The other day I got another check for my “work” on the film Ferris Bueller’s Day Off.
It all started when I answered the phone at 5 am on my 16th birthday. Who would’ve thought that almost 23 years later, I would still be making money from that day’s events?
I had one meager line, “Hi Jeanie!” which I said to Ferris’ sister, played by Jennifer Grey.
It was raining on that September morning, so the company had to go to “cover set”. That meant they couldn’t shoot their originally scheduled scenes of outdoor beautiful Chicago. Hence the sudden notification that I was cast in the movie, and the sudden notification that they needed me on set in the next two hours.

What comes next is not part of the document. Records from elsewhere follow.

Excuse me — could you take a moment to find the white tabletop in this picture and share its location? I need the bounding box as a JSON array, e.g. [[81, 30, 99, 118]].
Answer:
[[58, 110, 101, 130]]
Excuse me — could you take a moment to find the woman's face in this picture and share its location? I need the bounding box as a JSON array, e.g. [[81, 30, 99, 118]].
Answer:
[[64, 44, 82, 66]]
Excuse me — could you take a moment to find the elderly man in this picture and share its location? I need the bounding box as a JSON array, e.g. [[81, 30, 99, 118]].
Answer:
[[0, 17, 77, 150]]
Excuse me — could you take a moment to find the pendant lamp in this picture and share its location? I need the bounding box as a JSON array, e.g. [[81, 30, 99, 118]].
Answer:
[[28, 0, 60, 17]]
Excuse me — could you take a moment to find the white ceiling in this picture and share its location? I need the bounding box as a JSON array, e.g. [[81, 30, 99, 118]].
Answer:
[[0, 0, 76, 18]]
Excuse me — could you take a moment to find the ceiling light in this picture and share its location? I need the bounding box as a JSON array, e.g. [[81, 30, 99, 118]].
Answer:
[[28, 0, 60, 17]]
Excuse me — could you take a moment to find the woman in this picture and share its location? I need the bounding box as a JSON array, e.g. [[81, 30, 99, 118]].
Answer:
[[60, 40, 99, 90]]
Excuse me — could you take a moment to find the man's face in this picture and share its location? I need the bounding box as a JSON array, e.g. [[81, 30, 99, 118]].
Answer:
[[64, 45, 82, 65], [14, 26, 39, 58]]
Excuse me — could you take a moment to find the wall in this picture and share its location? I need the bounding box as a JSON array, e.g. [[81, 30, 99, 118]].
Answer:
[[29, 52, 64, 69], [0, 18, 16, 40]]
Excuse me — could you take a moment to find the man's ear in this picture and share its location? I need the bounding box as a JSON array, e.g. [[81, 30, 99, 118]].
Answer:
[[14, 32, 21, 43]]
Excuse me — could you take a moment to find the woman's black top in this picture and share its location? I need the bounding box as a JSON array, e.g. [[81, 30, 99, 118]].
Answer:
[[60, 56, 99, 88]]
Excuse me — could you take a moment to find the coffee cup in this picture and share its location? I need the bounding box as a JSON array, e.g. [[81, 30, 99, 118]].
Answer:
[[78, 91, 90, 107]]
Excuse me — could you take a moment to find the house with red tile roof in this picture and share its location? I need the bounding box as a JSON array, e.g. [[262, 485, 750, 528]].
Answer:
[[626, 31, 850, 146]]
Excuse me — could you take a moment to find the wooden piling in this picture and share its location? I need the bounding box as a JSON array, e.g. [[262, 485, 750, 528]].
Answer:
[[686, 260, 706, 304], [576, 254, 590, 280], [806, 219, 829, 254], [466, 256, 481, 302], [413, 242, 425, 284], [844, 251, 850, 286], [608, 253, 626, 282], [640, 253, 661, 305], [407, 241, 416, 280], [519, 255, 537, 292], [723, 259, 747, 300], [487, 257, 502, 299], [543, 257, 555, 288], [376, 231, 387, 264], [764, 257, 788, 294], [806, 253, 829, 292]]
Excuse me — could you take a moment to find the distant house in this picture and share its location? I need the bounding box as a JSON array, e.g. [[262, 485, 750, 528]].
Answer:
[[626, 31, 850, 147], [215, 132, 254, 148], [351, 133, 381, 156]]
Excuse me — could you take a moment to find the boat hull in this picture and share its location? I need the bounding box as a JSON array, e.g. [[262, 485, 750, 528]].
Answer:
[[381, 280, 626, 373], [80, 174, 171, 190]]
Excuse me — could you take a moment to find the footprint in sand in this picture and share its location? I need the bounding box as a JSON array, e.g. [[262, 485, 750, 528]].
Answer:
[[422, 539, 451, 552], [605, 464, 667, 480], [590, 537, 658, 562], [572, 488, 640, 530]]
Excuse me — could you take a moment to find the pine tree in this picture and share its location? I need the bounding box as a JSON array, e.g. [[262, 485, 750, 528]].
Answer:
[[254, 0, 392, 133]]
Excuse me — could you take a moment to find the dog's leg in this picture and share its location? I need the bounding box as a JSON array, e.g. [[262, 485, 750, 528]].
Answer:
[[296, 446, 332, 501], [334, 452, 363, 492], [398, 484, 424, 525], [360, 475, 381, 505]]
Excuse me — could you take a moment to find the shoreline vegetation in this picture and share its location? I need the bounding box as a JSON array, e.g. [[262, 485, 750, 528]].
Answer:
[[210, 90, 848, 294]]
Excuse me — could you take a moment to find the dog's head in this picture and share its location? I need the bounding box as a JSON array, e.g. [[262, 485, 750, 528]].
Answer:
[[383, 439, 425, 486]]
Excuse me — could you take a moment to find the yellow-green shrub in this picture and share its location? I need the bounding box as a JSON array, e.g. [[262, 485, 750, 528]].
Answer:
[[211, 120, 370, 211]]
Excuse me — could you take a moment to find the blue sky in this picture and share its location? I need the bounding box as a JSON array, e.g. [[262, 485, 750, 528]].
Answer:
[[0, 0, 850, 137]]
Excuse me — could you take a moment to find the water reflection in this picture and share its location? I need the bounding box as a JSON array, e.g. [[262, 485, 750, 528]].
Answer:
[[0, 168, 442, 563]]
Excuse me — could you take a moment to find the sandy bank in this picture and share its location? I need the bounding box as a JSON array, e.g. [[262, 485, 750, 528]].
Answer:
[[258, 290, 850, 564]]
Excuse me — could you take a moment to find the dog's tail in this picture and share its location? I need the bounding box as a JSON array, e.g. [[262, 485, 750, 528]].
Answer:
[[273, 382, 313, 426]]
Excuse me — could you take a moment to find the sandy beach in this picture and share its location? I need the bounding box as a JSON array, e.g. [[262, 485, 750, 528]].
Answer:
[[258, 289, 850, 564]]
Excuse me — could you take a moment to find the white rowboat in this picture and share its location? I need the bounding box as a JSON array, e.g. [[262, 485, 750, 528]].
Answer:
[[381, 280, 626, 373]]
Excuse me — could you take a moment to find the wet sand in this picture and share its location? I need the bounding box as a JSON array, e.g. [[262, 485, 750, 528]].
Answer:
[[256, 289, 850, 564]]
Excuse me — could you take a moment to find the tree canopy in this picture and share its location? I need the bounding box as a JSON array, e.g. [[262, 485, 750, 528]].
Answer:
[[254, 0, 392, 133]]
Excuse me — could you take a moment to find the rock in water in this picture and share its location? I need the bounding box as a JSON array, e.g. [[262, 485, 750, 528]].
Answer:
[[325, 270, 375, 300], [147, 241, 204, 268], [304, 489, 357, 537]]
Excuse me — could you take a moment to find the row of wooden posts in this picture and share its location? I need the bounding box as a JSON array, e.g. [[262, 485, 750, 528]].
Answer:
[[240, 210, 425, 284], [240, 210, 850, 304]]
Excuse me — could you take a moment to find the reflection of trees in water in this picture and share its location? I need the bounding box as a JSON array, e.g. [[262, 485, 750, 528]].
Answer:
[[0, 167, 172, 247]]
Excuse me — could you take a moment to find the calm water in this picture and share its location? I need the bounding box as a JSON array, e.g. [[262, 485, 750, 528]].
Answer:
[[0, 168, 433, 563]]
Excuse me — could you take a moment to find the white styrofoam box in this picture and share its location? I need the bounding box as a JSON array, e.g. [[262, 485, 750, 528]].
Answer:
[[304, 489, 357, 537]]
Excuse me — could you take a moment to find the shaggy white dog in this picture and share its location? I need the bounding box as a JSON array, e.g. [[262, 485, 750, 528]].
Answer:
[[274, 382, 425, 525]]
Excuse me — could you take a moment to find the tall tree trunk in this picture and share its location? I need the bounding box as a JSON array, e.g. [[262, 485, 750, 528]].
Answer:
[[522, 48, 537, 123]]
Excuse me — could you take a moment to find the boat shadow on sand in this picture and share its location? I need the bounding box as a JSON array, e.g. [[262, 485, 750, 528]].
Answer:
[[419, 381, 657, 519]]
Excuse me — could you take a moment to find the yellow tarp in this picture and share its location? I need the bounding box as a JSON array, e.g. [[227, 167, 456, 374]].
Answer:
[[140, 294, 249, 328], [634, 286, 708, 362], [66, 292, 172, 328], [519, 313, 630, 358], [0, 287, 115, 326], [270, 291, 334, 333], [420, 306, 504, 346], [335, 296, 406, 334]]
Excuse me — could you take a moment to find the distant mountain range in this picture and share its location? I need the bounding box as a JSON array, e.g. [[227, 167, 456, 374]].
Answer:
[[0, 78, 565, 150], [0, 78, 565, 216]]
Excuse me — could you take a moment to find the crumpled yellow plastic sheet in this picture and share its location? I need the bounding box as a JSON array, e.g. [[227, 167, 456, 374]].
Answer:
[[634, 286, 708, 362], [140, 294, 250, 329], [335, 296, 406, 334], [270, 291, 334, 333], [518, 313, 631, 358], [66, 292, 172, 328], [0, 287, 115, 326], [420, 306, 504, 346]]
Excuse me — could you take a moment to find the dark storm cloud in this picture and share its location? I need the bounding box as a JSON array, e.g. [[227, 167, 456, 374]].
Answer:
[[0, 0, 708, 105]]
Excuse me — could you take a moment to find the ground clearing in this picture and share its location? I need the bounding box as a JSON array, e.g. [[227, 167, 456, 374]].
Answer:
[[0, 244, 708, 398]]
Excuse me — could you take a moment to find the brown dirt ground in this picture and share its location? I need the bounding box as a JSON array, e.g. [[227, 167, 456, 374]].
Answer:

I had auditioned for another role, which was given to Lara Flynn Boyle, a fellow Chicago Academy for the Arts student. I was disappointed that I didn’t get that particular part — until I saw the movie and learned that Lara and that scene ended up on the cutting room floor. No scene, no residuals.
I got paid for that day’s work, and have received “mailbox money” since the day it went to video. I also have gotten cash for it being played overseas, played on cable, when it went to DVD, played on pay-per-view, and so on and so on and so on. I’ve never figured out how much I made total. But these days, I get a couple hundred bucks a year.
I’d say that all the residuals I’ve received over the years, for movies, TV shows, commercials, have totaled over $25,000. And since I was 11, when I first entered “show biz”, I’ve been fortunate to have earned hundreds of thousands of dollars, both as a performer and as a crew member.
The real value, though, is not the cash I’ve made. It’s how I’ve made it. Making money in a non-traditional industry and in a non-traditional way has fostered an open-mindedness that I don’t think I’d have otherwise.
We live in a land of opportunity. Having participated, it’s not theory to me. It’s reality.
I see opportunity and possibility everywhere. How about you?